Si les CMI commencent à se faire une place, les tensions perdurent avec les écoles d'ingénieurs. Quand on lui demande la différence entre les masters d'ingénierie et les formations d'ingénieurs, Christian Lerminiaux, président de la CDEFI (Conférence des directeurs des écoles françaises d'ingénieurs), répond d'un air dubitatif : "c'est une bonne question..." Sur le papier, les deux formations "sont censées apporter les mêmes compétences, on ne comprend donc pas pourquoi il y aurait deux diplômes différents", tacle le président de la CDEFI. Il n'hésite pas à qualifier ces cursus master en ingénierie (CMI) de "tromperies qui induisent en erreur les étudiants qui pensent y trouver le même contenu que dans une école d'ingénieurs". Rodolphe Vauzelle dément une telle stratégie : "Il n'y a pas d'ambiguïté, les jeunes savent que nous ne délivrons pas le titre d'ingénieur".

Il peut y avoir une ou deux unités d'enseignement mutualisées entre école et CMI, plutôt de niveau master (R. Vauzelle)

Pour Christian Lerminiaux, il faudrait que "les caractéristiques des masters CMI soient mieux définies et correspondent à des besoins spécifiques". Il se dit "très favorable au déploiement de diplômes d'ingénierie à l'université, mais il faut plus de concertation avec les écoles d'ingénieurs pour que les positionnements soient clairs". Pourtant, "la mise en place de chaque formation CMI se fait en consultant les écoles d'ingénieurs internes aux universités, pour éviter qu'ils se placent sur les mêmes spécialisations", rétorque Pierre Leblond, directeur de la formation CMI Biologie-Santé-Environnement à l'université de Lorraine.

Mutualiser pour économiser

Sur le terrain pourtant, des synergies se développent entre écoles d'ingénieurs internes aux universités et CMI. Des cours sont même donnés en commun. "Tout dépend du contexte local, mais il peut y avoir une ou deux unités d'enseignement mutualisées entre école et CMI, plutôt de niveau master", détaille Rodolphe Vauzelle.
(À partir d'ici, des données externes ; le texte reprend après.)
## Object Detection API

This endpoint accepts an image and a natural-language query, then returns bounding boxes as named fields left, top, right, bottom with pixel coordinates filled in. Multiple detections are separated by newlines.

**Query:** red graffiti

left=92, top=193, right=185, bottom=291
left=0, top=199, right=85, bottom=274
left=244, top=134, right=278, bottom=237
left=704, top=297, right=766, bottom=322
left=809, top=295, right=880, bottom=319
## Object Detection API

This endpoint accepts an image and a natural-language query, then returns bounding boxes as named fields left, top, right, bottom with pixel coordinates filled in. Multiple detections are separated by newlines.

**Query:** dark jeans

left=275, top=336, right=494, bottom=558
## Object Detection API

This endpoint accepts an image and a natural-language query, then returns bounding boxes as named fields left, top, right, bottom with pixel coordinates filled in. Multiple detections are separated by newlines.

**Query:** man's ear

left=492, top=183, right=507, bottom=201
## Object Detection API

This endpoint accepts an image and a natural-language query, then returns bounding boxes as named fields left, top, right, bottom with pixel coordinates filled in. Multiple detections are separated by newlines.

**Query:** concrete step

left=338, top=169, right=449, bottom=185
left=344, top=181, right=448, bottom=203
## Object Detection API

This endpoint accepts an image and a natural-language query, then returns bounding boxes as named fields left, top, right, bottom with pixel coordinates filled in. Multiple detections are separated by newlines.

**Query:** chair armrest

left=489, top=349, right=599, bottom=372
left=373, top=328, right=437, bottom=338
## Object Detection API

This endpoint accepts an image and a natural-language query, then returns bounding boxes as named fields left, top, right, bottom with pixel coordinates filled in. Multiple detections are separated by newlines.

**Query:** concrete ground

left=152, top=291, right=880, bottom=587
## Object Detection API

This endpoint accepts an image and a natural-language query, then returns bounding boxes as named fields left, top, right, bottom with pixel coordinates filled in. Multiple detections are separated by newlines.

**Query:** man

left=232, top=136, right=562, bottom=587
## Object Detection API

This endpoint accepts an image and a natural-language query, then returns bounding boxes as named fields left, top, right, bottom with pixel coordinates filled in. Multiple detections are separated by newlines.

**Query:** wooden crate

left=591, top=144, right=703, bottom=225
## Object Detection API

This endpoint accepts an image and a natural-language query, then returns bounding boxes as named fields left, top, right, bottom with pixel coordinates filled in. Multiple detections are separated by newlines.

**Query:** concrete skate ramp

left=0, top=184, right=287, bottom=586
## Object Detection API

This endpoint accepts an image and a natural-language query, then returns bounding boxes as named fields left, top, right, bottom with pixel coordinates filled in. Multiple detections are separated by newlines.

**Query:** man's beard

Le directeur de Télécom Physique Strasbourg, Éric Fogarassy, défavorable au développement des CMI, juge cette vision "optimiste". Il concède pourtant qu'à Strasbourg, les matières d’expertise technique sont enseignées dans des cours communs, où les élèves de l’école et les étudiants en CMI partagent les mêmes bancs. "Cela nous permet de faire des économies, mais des cours mutualisés avec des formations universitaires existent déjà depuis une dizaine d’années", souligne-t-il. 

À Polytech Marseille, pas de cours en commun, mais "une mutualisation de moyens et de locaux est envisagée dans le cadre d’un fablab qui implique aussi l’École centrale de Marseille", annonce Philippe Dumas, le directeur de l'école. Les laboratoires de l'université peuvent proposer indifféremment aux étudiants de CMI et aux élèves ingénieurs des projets et des stages.

L'insertion professionnelle pourrait cependant mettre tout le monde d'accord. Anas Sakout, chargé de mission pour le CMI à l'université La Rochelle, tente la synthèse : "il n'y a pas de concurrence, mais de la complémentarité, l'université répond au besoin sociétal de former plus de jeunes dans le domaine de l'ingénierie". "Des personnes ne sortant pas d'écoles d'ingénieurs occupent déjà des postes d'ingénieurs, précise le vice-président du Réseau FiGuRe. Il faut distinguer le titre et la fonction d'ingénieur."